A well-known economist and former Fed official claimed months ago that the Federal Reserve has been called upon to manage soft landings more often than most people think. However, not a few investors and Fed officials believe the likelihood is slim as pandemic-era savings are depleted and clouds are gathering, especially with the upcoming and contentious US election. Investors are betting that the Fed could cut rates by as much as 1.5% by the end of 2024, but that would still leave key rates near 4%, higher than they have been for most of the past 20 years .

At these levels, then, monetary policy will again be a brake on growth, because the cost of money will be above the so-called neutral rate, at which the economy neither expands nor contracts. Add to that a host of other risks that threaten the 2024 outlook: two major wars, heightened geopolitical tensions that have sent globalization steadily into reverse, and elections in many countries that could fundamentally change the world order in unexpected ways. .

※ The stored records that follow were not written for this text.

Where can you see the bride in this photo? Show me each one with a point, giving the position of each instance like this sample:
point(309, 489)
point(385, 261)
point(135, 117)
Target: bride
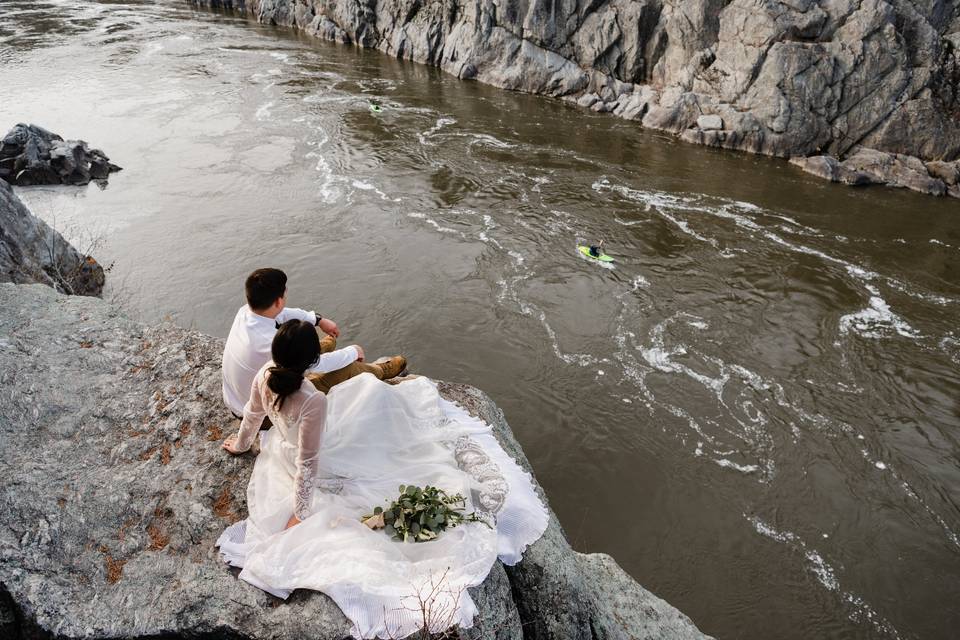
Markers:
point(329, 460)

Interest rates underpin everything from economic growth to the price of financial assets and how much it costs to borrow money to buy a car or a house. Higher interest rates make riskier assets such as tech stocks and cryptocurrencies less attractive because investors can earn a decent return without having to take on a lot of risk.

If and the Fed and other banks have been raising interest rates for well over a year, the world has not yet completed the transition to the era of expensive money, and this year its effects will be more apparent. This means that companies and entire countries will restructure their liabilities against their difficulty in paying interest. US corporate bankruptcies hit a record high in 2023 compared to 2020. Many more are likely to follow, while for consumers saving would bring them more, but higher borrowing costs will require them to adjust.